The team is uniquely poised to tackle this study. Its work began in 2012, when collaborators Dr. Mark Holbreich in Indianapolis and Carole Ober at the University of Chicago collected airborne house dust samples in Amish and Hutterite homes. Studies using a mouse model of asthma that was developed in Vercelli's lab then revealed that inhalation of Amish dust extracts was sufficient to strongly protect the mice from asthma-like changes in the lungs. Even more striking, administration of Amish dust extracts suppressed genes that underpin allergic lung inflammation, whereas gene activity in mice exposed to Hutterite dust remained unchanged.
"Although we don't know what substances in dust are responsible for these effects, it is likely that it is not a single compound," Vercelli said. "Rather, we expect a complex mix, because the effects we see are extremely pronounced." One of the goals of the collaboration is to dissect the biological responses triggered by exposure to the "protective" compounds in dust to learn what the mechanisms are, so they can inform the development of new therapies, she said. Although too early to tell at this stage, possible findings include agents that protect against existing asthma and agents that prevent asthma.
"What we see in reality in the farming population is prevention," Vercelli said. "It's not like they develop asthma, and once they have it, it gets milder. They just never get it.
"We are hoping to find a protective agent, and whether this is something that can also be used to treat existing asthma, we have to see."
While studies have shown that asthma begins early in life, data also suggest that environmental exposure is probably important throughout life, Vercelli explained. "There is something to be said for maintaining that environmental pressure. This has not been studied very carefully, and it is is something we are going to learn from this study."

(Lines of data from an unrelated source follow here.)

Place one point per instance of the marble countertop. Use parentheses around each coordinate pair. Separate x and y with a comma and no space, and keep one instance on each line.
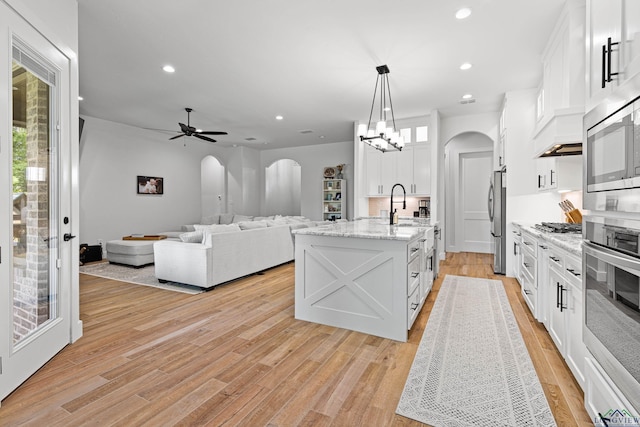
(368,228)
(570,242)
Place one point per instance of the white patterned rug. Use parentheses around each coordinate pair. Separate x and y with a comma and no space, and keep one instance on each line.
(472,367)
(140,276)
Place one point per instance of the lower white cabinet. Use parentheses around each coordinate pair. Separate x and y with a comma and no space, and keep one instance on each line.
(564,304)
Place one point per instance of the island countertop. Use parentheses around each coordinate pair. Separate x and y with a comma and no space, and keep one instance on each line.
(371,228)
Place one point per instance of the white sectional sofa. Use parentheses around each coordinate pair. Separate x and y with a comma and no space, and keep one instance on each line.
(217,253)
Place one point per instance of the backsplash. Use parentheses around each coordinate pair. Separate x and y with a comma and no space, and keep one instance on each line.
(376,204)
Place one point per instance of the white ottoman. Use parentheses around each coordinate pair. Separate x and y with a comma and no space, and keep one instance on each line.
(136,253)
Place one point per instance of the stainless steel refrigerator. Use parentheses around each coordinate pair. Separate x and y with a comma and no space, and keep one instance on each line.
(497,216)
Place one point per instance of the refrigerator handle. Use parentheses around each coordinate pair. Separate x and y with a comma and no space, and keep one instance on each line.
(490,201)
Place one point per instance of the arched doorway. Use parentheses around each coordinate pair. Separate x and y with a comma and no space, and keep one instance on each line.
(283,184)
(213,186)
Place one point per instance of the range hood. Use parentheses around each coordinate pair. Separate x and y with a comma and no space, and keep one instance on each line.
(560,134)
(566,149)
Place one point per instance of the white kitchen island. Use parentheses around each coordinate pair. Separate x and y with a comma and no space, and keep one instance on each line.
(364,275)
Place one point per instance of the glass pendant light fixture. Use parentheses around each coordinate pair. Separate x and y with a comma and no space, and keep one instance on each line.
(384,136)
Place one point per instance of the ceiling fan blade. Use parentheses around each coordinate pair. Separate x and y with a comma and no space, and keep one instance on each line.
(204,137)
(209,132)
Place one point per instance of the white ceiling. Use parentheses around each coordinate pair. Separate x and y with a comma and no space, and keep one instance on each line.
(240,63)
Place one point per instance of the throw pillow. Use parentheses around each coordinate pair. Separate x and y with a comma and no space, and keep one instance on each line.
(211,219)
(226,218)
(241,218)
(249,225)
(192,237)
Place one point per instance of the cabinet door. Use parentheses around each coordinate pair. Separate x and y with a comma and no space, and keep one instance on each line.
(422,169)
(404,168)
(388,171)
(556,295)
(605,20)
(372,159)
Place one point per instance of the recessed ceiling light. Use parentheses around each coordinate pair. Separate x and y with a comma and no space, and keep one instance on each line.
(463,13)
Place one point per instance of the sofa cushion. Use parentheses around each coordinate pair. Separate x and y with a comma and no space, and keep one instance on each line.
(210,219)
(276,222)
(217,228)
(192,237)
(226,218)
(248,225)
(242,218)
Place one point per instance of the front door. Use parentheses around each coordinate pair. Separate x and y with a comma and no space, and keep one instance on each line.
(35,299)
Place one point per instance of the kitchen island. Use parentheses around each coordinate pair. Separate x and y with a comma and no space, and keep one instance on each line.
(364,275)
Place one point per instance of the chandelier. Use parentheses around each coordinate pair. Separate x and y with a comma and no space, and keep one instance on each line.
(382,137)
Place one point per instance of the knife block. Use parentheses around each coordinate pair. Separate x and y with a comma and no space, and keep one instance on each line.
(574,216)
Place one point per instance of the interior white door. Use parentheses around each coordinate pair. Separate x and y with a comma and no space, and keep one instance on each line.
(35,268)
(472,216)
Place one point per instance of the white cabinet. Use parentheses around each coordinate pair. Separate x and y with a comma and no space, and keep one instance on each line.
(564,304)
(613,54)
(529,271)
(409,167)
(380,171)
(559,173)
(333,199)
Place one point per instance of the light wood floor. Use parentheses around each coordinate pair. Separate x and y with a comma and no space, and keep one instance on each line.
(237,356)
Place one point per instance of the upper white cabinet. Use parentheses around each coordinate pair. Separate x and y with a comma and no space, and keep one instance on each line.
(560,97)
(409,167)
(380,171)
(559,173)
(413,171)
(613,54)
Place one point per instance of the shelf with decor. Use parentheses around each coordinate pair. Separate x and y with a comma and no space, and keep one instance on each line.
(333,199)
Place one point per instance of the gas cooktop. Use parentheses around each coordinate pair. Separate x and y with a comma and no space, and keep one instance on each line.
(559,227)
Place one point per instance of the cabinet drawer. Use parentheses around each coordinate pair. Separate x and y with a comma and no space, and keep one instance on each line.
(413,249)
(413,306)
(413,275)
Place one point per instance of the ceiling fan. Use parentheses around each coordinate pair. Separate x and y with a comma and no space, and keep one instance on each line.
(188,130)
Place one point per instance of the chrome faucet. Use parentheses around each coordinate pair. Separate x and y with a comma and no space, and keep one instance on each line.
(404,202)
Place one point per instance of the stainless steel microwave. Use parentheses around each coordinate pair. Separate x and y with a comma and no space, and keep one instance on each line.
(612,152)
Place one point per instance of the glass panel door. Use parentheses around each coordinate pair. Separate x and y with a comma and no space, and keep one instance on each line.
(35,284)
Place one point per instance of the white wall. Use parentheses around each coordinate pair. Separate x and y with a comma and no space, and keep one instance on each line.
(468,142)
(113,154)
(313,159)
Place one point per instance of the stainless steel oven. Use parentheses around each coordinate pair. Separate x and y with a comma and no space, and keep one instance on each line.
(611,268)
(612,152)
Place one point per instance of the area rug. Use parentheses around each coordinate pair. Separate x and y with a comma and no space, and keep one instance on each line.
(472,367)
(140,276)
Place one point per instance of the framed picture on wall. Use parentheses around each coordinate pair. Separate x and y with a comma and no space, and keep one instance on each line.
(150,185)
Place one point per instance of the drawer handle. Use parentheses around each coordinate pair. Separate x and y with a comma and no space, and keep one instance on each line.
(572,271)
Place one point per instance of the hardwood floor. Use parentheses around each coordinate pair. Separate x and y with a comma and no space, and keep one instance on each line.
(237,356)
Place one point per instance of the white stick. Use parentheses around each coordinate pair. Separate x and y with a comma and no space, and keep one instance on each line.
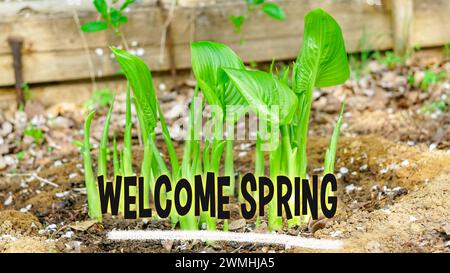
(258,238)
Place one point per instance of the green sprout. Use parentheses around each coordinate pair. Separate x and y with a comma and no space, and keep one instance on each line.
(34,132)
(281,103)
(21,155)
(99,99)
(94,208)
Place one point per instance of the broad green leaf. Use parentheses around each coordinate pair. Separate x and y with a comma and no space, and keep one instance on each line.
(255,2)
(274,11)
(102,8)
(207,60)
(94,26)
(323,58)
(141,82)
(126,4)
(262,90)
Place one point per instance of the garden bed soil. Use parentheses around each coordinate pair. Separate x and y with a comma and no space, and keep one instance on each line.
(393,170)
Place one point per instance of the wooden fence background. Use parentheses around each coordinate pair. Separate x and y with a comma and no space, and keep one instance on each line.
(54,50)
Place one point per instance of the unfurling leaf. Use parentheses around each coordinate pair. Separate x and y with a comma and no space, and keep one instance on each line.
(141,82)
(94,26)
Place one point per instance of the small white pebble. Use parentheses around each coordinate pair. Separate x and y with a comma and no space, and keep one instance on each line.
(387,211)
(162,86)
(68,234)
(242,154)
(26,209)
(336,233)
(411,143)
(62,194)
(8,200)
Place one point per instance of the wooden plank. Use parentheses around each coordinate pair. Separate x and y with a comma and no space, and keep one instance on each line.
(431,25)
(54,51)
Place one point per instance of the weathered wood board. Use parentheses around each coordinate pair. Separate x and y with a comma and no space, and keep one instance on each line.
(54,51)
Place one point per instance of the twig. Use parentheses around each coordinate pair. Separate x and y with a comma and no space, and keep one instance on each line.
(35,176)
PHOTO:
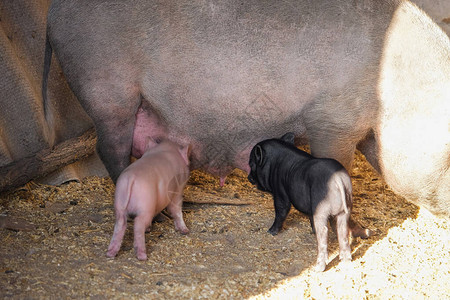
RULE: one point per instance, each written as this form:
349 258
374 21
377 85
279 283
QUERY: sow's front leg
114 122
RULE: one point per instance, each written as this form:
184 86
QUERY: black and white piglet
318 187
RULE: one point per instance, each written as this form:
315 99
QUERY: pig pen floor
54 239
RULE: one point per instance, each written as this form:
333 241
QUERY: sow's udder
147 126
215 152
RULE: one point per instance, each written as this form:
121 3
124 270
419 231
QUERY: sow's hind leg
113 114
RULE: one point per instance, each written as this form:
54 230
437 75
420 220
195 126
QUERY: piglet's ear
259 154
288 138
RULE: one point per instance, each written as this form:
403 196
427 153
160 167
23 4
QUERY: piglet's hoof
183 231
141 256
320 267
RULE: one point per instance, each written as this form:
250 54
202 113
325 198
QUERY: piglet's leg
174 209
282 208
320 225
119 232
342 233
141 223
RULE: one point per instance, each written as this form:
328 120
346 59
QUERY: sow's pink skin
145 188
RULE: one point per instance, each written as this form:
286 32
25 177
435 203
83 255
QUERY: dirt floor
54 240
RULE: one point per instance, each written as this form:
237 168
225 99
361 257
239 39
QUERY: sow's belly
219 140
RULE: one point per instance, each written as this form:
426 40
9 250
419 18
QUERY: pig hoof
111 254
320 267
273 231
345 257
184 231
141 256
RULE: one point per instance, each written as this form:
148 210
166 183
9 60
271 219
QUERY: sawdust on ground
54 240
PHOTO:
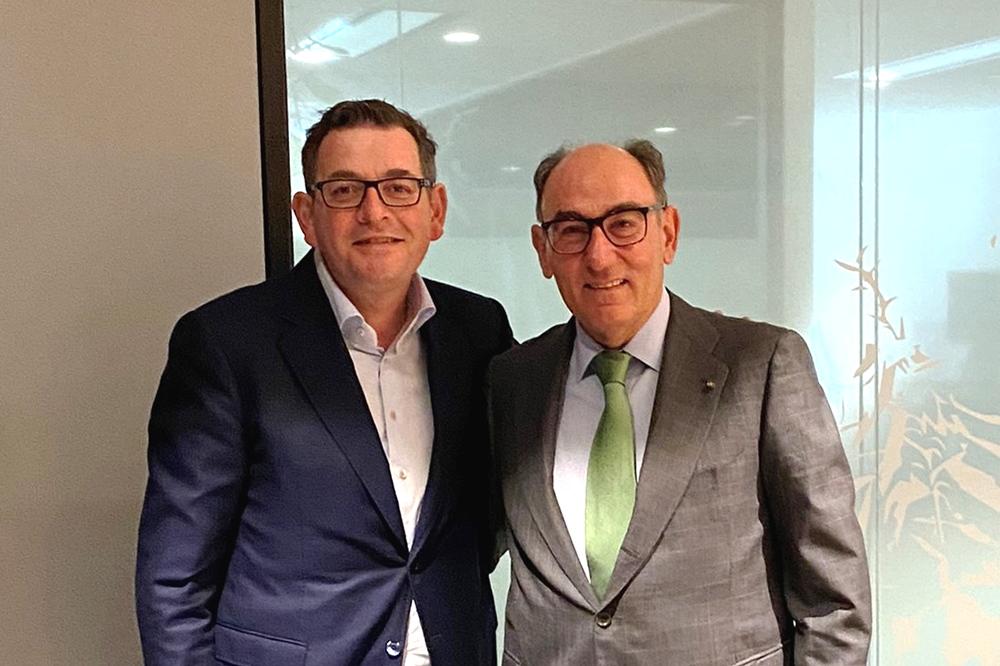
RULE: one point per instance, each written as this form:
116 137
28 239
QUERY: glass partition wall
836 166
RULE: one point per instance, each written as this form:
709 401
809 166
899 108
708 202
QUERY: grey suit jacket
743 546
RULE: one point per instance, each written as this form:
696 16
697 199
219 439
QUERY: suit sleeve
197 467
810 493
496 544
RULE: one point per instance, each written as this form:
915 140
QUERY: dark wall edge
272 95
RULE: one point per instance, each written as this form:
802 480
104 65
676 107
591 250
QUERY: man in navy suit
317 448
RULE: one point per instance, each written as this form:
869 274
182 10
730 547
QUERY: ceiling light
461 37
928 63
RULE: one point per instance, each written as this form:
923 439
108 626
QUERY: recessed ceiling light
461 37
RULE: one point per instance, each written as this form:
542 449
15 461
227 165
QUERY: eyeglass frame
592 222
422 183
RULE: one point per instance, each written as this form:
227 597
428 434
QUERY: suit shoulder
466 308
747 341
530 352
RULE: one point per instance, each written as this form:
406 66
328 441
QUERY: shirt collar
646 345
358 333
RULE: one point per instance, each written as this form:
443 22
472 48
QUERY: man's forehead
597 177
369 151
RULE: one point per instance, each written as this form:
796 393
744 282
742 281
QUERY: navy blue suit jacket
270 533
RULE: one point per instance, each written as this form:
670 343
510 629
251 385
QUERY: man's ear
439 207
671 229
542 248
302 206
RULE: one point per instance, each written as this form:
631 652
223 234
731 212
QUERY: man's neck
385 310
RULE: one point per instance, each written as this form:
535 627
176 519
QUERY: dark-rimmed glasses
349 192
623 227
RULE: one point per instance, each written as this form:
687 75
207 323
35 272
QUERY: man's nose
371 207
599 251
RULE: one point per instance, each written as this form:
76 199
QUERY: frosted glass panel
837 170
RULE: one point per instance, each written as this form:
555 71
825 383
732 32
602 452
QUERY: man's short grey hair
648 156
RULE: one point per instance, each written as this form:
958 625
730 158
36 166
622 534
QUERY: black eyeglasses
349 192
571 235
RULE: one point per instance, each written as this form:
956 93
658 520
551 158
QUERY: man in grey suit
673 482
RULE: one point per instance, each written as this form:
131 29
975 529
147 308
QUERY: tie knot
610 366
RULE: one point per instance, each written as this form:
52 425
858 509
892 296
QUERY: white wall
129 193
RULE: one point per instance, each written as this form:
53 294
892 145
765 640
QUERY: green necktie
611 472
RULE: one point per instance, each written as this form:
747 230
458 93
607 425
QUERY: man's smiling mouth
607 285
378 240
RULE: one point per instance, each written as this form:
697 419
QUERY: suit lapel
682 414
545 388
316 354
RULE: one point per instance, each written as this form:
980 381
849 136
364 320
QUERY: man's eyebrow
354 175
571 214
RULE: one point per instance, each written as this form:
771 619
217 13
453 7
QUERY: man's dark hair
642 150
361 113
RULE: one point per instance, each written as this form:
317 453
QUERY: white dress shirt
394 382
582 408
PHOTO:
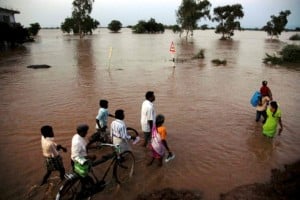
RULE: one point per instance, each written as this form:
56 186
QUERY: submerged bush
219 62
289 54
199 55
295 37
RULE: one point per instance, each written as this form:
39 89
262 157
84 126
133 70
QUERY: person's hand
279 131
92 157
64 149
133 137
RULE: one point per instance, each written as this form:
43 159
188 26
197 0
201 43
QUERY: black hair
119 114
82 128
47 131
160 119
103 103
275 106
264 83
149 94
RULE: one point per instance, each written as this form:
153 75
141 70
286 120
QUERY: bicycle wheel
75 189
132 131
124 167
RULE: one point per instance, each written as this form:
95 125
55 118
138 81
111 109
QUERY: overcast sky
51 13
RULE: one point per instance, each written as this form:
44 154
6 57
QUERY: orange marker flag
172 48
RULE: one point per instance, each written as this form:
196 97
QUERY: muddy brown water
210 122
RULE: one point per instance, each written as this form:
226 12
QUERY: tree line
188 15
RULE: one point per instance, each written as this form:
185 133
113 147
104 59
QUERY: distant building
7 15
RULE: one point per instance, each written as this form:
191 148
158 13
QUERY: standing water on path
210 122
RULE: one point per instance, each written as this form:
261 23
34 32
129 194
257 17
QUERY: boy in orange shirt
159 142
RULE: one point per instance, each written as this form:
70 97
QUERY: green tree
277 24
68 25
227 17
80 23
115 26
89 24
148 27
190 12
34 29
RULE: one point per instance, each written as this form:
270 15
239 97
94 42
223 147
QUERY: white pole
109 57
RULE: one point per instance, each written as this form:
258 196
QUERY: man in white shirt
118 131
148 116
78 147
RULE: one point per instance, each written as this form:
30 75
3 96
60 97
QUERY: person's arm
270 94
150 122
98 123
281 127
59 147
167 147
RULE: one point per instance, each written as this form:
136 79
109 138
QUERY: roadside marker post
173 52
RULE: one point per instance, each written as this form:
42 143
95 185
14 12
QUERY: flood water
210 122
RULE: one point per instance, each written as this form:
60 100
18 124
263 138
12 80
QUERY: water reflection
227 49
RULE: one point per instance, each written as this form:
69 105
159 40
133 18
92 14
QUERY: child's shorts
53 164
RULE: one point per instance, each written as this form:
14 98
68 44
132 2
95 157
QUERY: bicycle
103 137
77 187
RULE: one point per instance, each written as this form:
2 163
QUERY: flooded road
210 122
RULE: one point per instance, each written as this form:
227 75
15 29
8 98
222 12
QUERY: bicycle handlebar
115 146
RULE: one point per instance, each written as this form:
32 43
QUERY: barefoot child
53 160
159 142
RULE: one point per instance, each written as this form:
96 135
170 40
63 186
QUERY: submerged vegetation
295 37
199 55
219 62
277 24
289 54
148 27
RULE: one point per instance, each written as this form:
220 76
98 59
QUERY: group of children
271 114
79 145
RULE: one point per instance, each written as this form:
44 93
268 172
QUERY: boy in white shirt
118 131
53 160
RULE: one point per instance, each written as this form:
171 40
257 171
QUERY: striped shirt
118 129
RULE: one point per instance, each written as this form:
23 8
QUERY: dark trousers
259 114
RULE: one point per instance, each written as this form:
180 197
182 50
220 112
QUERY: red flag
172 48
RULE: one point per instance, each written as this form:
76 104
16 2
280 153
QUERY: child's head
264 83
103 103
82 129
150 96
47 131
274 106
160 119
119 114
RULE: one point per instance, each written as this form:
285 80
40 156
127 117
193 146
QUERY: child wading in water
53 160
159 142
273 119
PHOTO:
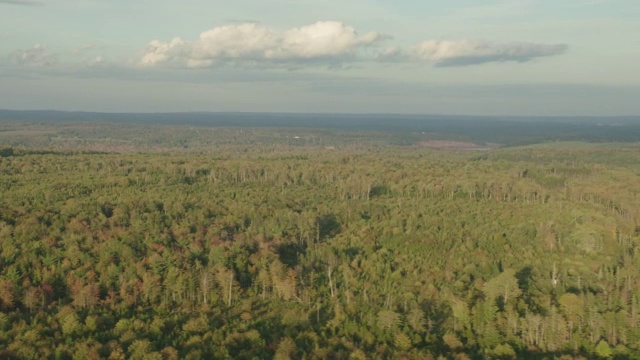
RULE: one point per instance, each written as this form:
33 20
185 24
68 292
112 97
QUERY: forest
169 241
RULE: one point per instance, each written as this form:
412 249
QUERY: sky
476 57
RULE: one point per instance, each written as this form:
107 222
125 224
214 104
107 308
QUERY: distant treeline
481 130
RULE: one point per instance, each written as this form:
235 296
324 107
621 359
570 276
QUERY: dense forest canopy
189 241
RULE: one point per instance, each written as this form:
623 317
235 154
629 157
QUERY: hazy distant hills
481 129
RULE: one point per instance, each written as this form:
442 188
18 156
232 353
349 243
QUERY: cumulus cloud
37 56
445 53
249 44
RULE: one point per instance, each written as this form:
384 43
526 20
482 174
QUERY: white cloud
471 52
325 42
37 56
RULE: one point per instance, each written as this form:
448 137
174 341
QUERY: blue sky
508 57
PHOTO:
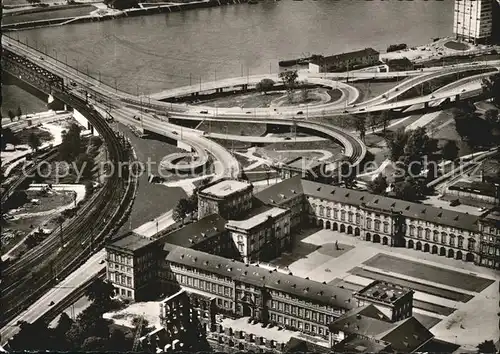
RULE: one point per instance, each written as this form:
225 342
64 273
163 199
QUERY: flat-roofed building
489 246
261 235
472 20
228 198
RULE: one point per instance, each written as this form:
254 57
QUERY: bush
396 47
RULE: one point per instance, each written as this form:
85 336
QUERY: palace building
213 264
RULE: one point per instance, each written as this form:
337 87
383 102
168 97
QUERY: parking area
452 298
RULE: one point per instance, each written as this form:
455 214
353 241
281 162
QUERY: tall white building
473 20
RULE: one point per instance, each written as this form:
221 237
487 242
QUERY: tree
385 118
64 323
450 150
11 115
360 124
100 293
265 85
491 115
71 144
397 144
378 185
34 142
85 166
487 347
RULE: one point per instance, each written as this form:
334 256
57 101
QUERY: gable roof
407 335
260 277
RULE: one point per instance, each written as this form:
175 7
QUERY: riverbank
100 13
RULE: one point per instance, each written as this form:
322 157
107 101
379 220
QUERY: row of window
205 285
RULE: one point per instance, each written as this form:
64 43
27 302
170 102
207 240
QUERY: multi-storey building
134 261
489 246
262 235
344 61
228 198
472 20
380 219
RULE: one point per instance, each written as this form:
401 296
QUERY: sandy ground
150 310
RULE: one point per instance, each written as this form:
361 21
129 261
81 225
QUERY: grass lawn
456 45
429 272
152 200
24 134
61 13
447 294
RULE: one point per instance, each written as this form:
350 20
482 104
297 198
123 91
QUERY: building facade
228 198
472 20
489 246
263 236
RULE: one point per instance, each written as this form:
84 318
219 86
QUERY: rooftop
383 291
132 242
334 59
226 188
194 233
320 293
260 215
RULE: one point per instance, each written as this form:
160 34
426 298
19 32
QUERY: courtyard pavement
470 322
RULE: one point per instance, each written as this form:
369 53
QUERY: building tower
472 20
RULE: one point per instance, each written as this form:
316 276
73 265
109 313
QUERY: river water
151 53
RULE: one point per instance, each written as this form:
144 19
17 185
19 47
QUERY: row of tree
12 115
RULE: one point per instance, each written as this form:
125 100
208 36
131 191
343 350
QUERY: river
151 53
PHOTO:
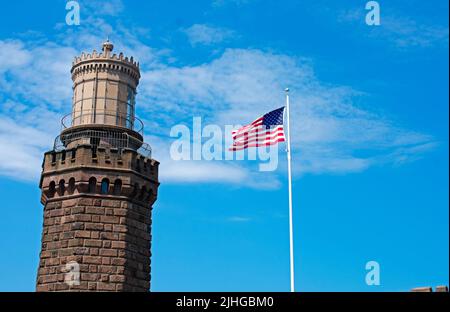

The study hinges on the team's interdisciplinary expertise and technology, with Vercelli and Martinez focusing on the clinical aspects and Snyder bringing to the table technology and expertise in analyzing particulates and dust.
"Finding the links between genetic disposition and environmental triggers makes the pairing of clinical practice and basic research all the more important," Martinez said. "Interdisciplinary, translation-minded entities like the BIO5 Institute and the Arizona Respiratory Center encourage colleagues from different backgrounds to collaborate on ideas and protocols that address both scientific and clinical applications. The UA is focused on creating the type of environment, facilities and collaborations needed to make outcome-based research a reality."
Johnson & Johnson Innovation, LLC will highlight the collaboration as one of its new alliances with life science companies and research institutions around the globe to explore early-stage innovation just ahead of the BIO International Convention, to be held June 15-18 in Philadelphia.